What healthcare leaders need to provide

The memorandum also noted that leadership at these healthcare facilities need to provide:

  • Adequate training of staff
  • Sufficient staffing levels
  • Ongoing assessment of patients and residents for aggressive behavior and indicators to adapt their care interventions and environment appropriately

Furthermore, CMS stated, “Medicare certified hospitals have a regulatory obligation to care for patients in a safe setting under the Medicare Hospital Conditions of Participation (CoPs) at §482.13(c)(2).”

3. Will health plans eventually have to repay ‘an estimated $650 million’ in overpayments to CMS?

An article by Kaiser Health News (KHN) reveals findings of newly released federal audits that some Medicare Advantage plans have been “overbilling the government more than $1,000 per patient a year on average” and reports that CMS plans to recoup the money.

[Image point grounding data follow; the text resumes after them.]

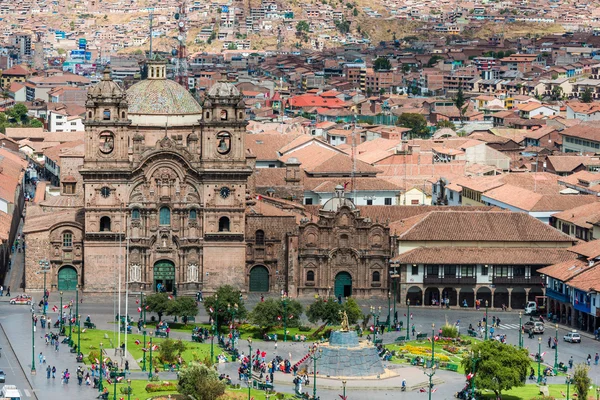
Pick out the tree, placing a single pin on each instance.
(581, 380)
(415, 122)
(302, 26)
(499, 368)
(445, 124)
(169, 350)
(382, 64)
(182, 306)
(158, 303)
(270, 313)
(200, 382)
(586, 96)
(226, 295)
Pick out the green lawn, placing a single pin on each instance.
(91, 339)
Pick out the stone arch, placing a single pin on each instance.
(414, 294)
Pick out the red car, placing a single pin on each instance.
(21, 299)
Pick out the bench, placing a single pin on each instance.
(452, 367)
(170, 367)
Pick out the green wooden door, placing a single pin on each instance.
(67, 279)
(259, 279)
(343, 285)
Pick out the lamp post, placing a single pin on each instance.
(407, 319)
(486, 321)
(101, 369)
(432, 344)
(520, 329)
(315, 356)
(429, 372)
(60, 315)
(33, 371)
(284, 300)
(555, 348)
(250, 369)
(150, 370)
(144, 353)
(539, 360)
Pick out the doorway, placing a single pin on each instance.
(343, 285)
(67, 279)
(164, 276)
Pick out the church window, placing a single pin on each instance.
(165, 216)
(223, 142)
(223, 224)
(135, 273)
(376, 276)
(105, 224)
(67, 239)
(260, 238)
(192, 273)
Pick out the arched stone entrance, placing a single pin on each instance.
(259, 279)
(164, 276)
(343, 285)
(67, 278)
(414, 294)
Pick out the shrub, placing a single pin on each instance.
(161, 387)
(449, 331)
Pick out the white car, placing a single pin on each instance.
(572, 337)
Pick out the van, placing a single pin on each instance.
(10, 392)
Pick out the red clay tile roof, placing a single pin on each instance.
(495, 256)
(491, 226)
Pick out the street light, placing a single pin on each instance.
(486, 320)
(389, 311)
(432, 344)
(33, 372)
(250, 368)
(429, 372)
(556, 348)
(520, 329)
(150, 371)
(144, 353)
(539, 359)
(284, 300)
(407, 318)
(315, 356)
(101, 369)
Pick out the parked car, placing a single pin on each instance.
(21, 299)
(572, 337)
(533, 326)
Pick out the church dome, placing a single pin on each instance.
(161, 96)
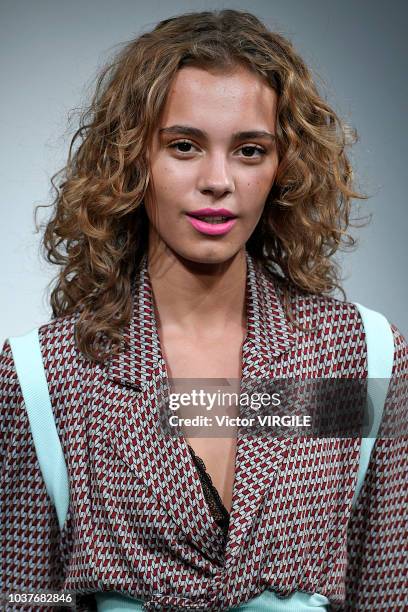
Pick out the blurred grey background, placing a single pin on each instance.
(51, 51)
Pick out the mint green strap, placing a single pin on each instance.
(31, 375)
(380, 358)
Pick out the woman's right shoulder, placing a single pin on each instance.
(62, 360)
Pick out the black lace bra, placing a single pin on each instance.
(213, 499)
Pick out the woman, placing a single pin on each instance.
(195, 225)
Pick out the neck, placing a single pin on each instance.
(198, 299)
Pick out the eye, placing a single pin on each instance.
(182, 146)
(249, 150)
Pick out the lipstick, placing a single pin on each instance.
(212, 222)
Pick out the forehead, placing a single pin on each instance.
(237, 99)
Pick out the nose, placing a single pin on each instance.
(215, 178)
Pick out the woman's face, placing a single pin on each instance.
(213, 150)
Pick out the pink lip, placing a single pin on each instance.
(211, 229)
(212, 212)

“Summaries of the 90 audits, which examined billings from 2011 through 2013 and are the most recent reviews completed, were obtained exclusively by KHN through a three-year Freedom of Information Act lawsuit, which was settled in late September, article authors Fred Schulte and Holly K. Hacker write.

“The government’s audits uncovered about $12 million in net overpayments for the care of 18,090 patients sampled, though the actual losses to taxpayers are likely much higher,” they write.

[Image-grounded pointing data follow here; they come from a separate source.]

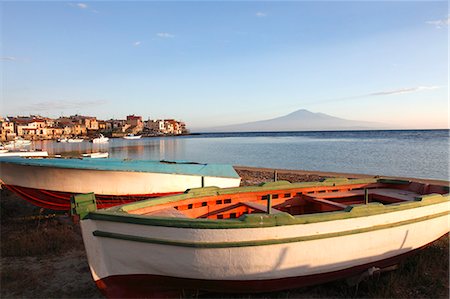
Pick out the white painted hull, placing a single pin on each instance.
(353, 242)
(74, 140)
(105, 182)
(24, 154)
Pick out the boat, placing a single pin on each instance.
(23, 153)
(75, 140)
(49, 183)
(100, 139)
(132, 136)
(96, 155)
(271, 237)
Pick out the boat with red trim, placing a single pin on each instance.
(49, 183)
(255, 239)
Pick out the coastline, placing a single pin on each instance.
(51, 250)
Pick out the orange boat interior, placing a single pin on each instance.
(295, 201)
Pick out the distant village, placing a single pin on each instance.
(35, 127)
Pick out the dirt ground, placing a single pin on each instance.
(42, 256)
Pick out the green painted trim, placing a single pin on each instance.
(268, 220)
(131, 238)
(214, 191)
(394, 181)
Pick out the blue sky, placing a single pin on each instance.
(218, 63)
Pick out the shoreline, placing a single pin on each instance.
(335, 174)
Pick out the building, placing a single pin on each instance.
(6, 130)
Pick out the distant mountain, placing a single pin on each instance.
(300, 120)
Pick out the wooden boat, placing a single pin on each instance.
(132, 136)
(23, 153)
(255, 239)
(75, 140)
(96, 155)
(17, 143)
(49, 183)
(100, 139)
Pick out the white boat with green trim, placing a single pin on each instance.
(254, 239)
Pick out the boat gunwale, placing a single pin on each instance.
(26, 162)
(256, 220)
(263, 242)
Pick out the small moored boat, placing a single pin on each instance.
(132, 136)
(75, 140)
(100, 139)
(255, 239)
(96, 155)
(23, 153)
(49, 183)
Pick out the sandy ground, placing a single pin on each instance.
(63, 272)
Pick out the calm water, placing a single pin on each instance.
(412, 153)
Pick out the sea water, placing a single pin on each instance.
(405, 153)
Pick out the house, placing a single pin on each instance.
(6, 130)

The authors also report, “Officials at Centers for Medicare & Medicaid Services have said they intend to extrapolate the payment error rates from those samples across the total membership of each plan — and recoup an estimated $650 million as a result.

“But after nearly a decade, that has yet to happen. CMS was set to unveil a final extrapolation rule Nov. 1 but put that decision off until February.”

Whether such repayments will occur remains to be seen.

Kathy Poppitt, a Texas healthcare attorney, quoted in the Nov. 21 article, said, “The health plans are going to fight tooth and nail and not make this easy for CMS.”